I discovered directededge.com today and nearly fell out of my seat. I could not believe my eyes. Here was a company who had erected a basic REST API in front of a library that does some calculations on directed graphs. It’s a neat idea to be sure — I wouldn’t have thought to charge for something like this. But what really surprised me was the pricing. If this idea takes off, these guys are going to make a boat-load of cash.
First, directed graphs. This neat little data structure is what powers the recommendation engines behind Amazon, Netflix, and probably even the “People you may know…” features in popular social networks. It used to be that directed graphs were a pretty interesting and academic problem. However, they’ve long broken out of the ivory tower and the algorithm has become practically a “commodity.” Essentially almost every language probably has some open source library or another for working with directed graphs. So when I saw directededge.com my immediate reaction was, Really? What developer in their right mind would pay for this? You don’t even know how to implement the algorithm yourself to use it!
Although, honestly, it’s far better knowing IMO.

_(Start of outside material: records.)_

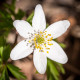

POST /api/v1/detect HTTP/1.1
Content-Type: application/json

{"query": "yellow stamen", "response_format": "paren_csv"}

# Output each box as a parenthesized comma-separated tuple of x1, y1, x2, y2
(29, 40, 31, 43)
(48, 34, 51, 36)
(45, 36, 48, 38)
(48, 43, 53, 46)
(33, 31, 53, 54)
(46, 48, 50, 49)
(40, 31, 43, 34)
(47, 51, 49, 53)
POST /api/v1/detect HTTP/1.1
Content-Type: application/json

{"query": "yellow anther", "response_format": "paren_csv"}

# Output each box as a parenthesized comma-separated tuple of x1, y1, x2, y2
(45, 31, 47, 32)
(35, 45, 37, 48)
(39, 50, 41, 52)
(39, 47, 42, 50)
(50, 37, 53, 40)
(35, 34, 37, 35)
(42, 50, 44, 52)
(35, 42, 37, 48)
(48, 43, 53, 46)
(47, 51, 49, 53)
(44, 33, 46, 35)
(48, 37, 53, 41)
(41, 48, 43, 49)
(46, 48, 50, 49)
(40, 31, 43, 34)
(48, 34, 51, 36)
(45, 36, 48, 38)
(42, 35, 44, 37)
(37, 46, 39, 48)
(29, 40, 31, 43)
(45, 45, 46, 47)
(34, 37, 36, 41)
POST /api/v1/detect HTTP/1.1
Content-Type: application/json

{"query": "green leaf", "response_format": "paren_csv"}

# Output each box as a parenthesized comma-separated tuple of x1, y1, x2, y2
(49, 74, 55, 80)
(15, 9, 25, 19)
(54, 62, 65, 74)
(0, 66, 9, 80)
(0, 37, 6, 47)
(58, 64, 65, 74)
(46, 23, 49, 28)
(26, 12, 34, 24)
(0, 68, 5, 80)
(12, 0, 16, 6)
(0, 46, 3, 57)
(5, 67, 10, 80)
(7, 64, 27, 80)
(47, 59, 59, 80)
(2, 45, 11, 62)
(59, 43, 66, 48)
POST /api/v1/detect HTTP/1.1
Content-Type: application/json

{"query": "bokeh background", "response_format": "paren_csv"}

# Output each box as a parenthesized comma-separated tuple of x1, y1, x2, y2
(0, 0, 80, 80)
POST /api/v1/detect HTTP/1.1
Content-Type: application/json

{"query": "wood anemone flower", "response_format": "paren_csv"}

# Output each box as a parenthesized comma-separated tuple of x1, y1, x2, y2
(10, 4, 70, 74)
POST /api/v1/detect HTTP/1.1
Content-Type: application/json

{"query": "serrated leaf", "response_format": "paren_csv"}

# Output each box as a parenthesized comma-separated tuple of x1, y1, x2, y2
(7, 64, 26, 80)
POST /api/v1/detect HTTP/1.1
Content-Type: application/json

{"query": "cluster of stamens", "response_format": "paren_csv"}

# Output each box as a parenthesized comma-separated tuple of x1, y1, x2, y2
(25, 30, 53, 54)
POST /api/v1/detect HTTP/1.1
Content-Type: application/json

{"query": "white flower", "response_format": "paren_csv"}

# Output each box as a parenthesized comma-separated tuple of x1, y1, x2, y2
(10, 4, 70, 74)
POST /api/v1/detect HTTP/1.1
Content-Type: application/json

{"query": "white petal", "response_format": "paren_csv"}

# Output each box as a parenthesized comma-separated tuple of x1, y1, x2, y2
(33, 49, 47, 74)
(45, 20, 70, 39)
(32, 4, 46, 32)
(13, 20, 34, 38)
(10, 40, 34, 60)
(46, 41, 68, 64)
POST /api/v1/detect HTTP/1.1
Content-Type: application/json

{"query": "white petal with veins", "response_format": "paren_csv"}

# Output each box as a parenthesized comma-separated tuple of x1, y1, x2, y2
(32, 4, 46, 32)
(10, 40, 34, 60)
(45, 41, 68, 64)
(33, 49, 47, 74)
(45, 20, 70, 39)
(13, 20, 34, 38)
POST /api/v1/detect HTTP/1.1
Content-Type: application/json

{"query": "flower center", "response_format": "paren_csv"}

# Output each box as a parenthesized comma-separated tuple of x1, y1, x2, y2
(27, 31, 53, 53)
(36, 35, 45, 44)
(32, 31, 53, 53)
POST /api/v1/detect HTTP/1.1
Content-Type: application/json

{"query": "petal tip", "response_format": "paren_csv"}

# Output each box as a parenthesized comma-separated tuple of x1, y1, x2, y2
(10, 51, 18, 60)
(13, 20, 20, 27)
(13, 20, 26, 27)
(35, 4, 42, 10)
(37, 69, 46, 74)
(39, 71, 45, 74)
(63, 20, 70, 29)
(61, 56, 68, 64)
(36, 4, 42, 7)
(10, 53, 16, 60)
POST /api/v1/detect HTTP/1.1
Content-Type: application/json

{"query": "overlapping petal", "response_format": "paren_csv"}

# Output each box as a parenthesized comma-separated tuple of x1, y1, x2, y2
(45, 20, 70, 39)
(33, 49, 47, 74)
(13, 20, 34, 38)
(10, 40, 34, 60)
(32, 4, 46, 32)
(45, 41, 68, 64)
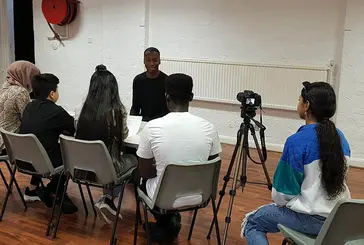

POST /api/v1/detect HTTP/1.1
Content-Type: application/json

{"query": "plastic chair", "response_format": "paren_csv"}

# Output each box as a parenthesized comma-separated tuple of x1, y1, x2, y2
(279, 199, 364, 245)
(50, 135, 137, 245)
(0, 153, 26, 209)
(0, 128, 73, 221)
(133, 157, 222, 245)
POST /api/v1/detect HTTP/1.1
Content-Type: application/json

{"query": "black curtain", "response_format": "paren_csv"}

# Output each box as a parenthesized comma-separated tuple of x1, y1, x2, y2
(13, 0, 35, 63)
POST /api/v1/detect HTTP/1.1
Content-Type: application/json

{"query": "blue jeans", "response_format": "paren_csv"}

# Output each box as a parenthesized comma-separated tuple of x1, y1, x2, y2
(243, 204, 326, 245)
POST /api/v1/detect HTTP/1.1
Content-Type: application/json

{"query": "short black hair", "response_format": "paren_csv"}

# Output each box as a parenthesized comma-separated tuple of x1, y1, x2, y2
(31, 73, 59, 99)
(165, 73, 193, 104)
(144, 47, 160, 55)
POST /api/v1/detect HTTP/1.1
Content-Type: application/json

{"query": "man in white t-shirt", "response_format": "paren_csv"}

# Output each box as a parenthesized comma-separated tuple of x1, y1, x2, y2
(134, 73, 222, 243)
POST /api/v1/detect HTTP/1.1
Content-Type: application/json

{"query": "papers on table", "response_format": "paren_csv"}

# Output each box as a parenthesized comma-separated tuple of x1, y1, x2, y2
(127, 115, 143, 137)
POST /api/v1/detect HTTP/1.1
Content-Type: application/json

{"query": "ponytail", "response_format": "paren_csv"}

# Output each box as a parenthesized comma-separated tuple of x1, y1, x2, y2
(316, 119, 347, 199)
(301, 82, 347, 200)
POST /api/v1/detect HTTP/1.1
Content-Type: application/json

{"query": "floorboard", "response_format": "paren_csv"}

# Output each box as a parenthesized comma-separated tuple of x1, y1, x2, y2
(0, 144, 363, 245)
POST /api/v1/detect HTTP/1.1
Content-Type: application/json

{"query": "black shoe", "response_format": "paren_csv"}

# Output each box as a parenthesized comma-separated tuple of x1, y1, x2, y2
(36, 187, 54, 208)
(170, 213, 182, 238)
(24, 186, 41, 202)
(143, 222, 176, 244)
(61, 194, 79, 214)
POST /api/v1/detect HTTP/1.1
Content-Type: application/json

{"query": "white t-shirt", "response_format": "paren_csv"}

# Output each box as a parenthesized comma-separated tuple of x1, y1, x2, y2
(136, 112, 222, 199)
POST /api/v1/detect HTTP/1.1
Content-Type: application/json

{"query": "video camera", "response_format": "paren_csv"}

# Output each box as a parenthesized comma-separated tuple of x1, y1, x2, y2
(236, 90, 262, 118)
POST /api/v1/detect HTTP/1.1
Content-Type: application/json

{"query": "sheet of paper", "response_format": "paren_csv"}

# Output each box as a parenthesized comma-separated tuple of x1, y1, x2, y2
(127, 115, 142, 136)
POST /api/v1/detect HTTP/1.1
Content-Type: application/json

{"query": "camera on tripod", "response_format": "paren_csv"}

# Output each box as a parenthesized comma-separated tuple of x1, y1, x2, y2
(207, 89, 272, 245)
(237, 90, 261, 118)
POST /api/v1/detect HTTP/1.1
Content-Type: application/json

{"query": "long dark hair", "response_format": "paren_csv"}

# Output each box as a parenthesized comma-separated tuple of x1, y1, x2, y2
(301, 81, 347, 199)
(77, 65, 125, 159)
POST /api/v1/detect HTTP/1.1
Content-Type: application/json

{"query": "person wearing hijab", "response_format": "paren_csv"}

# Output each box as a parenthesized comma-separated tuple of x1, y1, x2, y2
(0, 61, 40, 155)
(0, 61, 40, 202)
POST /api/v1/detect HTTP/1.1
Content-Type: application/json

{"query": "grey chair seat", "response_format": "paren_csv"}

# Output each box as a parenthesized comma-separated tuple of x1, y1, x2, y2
(49, 135, 137, 245)
(134, 158, 222, 245)
(0, 155, 9, 161)
(278, 224, 316, 245)
(0, 128, 67, 222)
(137, 187, 152, 210)
(117, 166, 137, 183)
(279, 199, 364, 245)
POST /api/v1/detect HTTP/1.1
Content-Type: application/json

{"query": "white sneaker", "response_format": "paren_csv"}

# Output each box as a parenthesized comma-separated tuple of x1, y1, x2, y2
(95, 198, 112, 224)
(23, 186, 41, 202)
(99, 196, 123, 223)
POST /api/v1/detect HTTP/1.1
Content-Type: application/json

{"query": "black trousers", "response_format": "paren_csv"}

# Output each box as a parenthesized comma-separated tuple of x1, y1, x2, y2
(0, 149, 7, 156)
(30, 175, 66, 194)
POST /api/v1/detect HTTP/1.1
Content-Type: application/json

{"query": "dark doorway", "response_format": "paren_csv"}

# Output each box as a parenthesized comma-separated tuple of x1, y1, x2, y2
(13, 0, 35, 63)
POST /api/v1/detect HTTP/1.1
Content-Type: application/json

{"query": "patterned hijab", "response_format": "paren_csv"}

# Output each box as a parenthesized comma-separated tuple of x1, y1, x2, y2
(6, 61, 40, 92)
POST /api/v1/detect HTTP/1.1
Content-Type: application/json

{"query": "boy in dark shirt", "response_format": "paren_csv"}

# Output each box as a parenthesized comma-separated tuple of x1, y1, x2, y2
(19, 73, 78, 214)
(130, 47, 169, 122)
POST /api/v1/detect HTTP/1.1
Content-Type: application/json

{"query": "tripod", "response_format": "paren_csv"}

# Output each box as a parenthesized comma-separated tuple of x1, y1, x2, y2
(207, 114, 272, 245)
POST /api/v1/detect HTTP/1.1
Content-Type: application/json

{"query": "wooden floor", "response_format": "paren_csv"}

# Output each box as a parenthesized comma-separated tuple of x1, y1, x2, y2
(0, 144, 363, 245)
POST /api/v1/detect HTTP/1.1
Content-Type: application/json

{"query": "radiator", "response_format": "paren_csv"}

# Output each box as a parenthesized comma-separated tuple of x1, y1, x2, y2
(160, 58, 332, 110)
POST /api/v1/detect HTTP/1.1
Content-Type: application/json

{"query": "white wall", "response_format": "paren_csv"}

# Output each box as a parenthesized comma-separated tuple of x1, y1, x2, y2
(33, 0, 364, 166)
(149, 0, 344, 148)
(33, 0, 145, 110)
(337, 0, 364, 166)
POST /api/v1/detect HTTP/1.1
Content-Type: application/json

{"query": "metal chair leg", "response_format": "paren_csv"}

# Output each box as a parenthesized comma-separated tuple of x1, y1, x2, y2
(52, 176, 70, 239)
(188, 208, 198, 240)
(4, 161, 26, 209)
(134, 185, 142, 225)
(46, 171, 64, 236)
(0, 165, 18, 221)
(0, 169, 9, 190)
(211, 198, 222, 245)
(142, 202, 151, 245)
(110, 181, 127, 245)
(85, 183, 97, 217)
(133, 197, 140, 245)
(78, 183, 88, 216)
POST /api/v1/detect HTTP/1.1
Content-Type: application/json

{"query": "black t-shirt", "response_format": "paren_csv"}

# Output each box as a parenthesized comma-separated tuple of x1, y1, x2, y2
(130, 71, 169, 121)
(19, 99, 75, 168)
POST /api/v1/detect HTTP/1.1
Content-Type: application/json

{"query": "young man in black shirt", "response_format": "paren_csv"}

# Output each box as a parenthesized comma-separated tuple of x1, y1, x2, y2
(130, 47, 169, 122)
(19, 73, 78, 214)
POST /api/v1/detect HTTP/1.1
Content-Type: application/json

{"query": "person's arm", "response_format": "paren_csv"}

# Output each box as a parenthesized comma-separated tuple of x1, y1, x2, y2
(271, 138, 304, 206)
(15, 90, 31, 116)
(58, 109, 76, 136)
(209, 125, 222, 160)
(130, 78, 141, 116)
(136, 125, 157, 178)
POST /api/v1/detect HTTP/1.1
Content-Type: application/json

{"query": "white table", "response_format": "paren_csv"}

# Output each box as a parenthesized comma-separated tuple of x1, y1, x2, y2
(124, 121, 146, 148)
(124, 134, 140, 148)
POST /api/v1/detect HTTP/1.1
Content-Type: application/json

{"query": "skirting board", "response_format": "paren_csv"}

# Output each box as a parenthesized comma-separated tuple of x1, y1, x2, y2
(219, 135, 364, 168)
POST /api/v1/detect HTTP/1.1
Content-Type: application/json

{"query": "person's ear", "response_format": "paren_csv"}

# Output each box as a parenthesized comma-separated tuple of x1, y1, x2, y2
(189, 93, 194, 102)
(304, 101, 310, 113)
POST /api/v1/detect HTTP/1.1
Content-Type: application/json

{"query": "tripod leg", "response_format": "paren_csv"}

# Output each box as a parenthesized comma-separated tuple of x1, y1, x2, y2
(249, 124, 272, 190)
(222, 142, 246, 245)
(207, 127, 243, 240)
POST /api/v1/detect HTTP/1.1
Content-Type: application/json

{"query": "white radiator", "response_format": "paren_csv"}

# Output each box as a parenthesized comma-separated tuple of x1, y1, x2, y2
(160, 58, 332, 110)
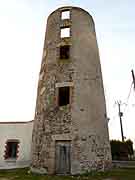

But it’s not such a bad idea. First, optimizing a directed graph data-structure and doing calculations on it that are fast requires a fair bit of optimization. This might cost you programmer time and potentially on-going hardware costs depending on how optimized you require your solution to be. Second, there are an increasing number of web technology startups where the founders and developers lack the specialized knowledge required to implement and optimize a directed-graph solution. In their case it’s simply easier to throw their data at an API and let someone else do it. So there is a good chance this might actually work.
Which gets me to thinking what other algorithms could we sell? Is this a good thing? Are we in a new era where even applications themselves are composed of services located elsewhere on the web?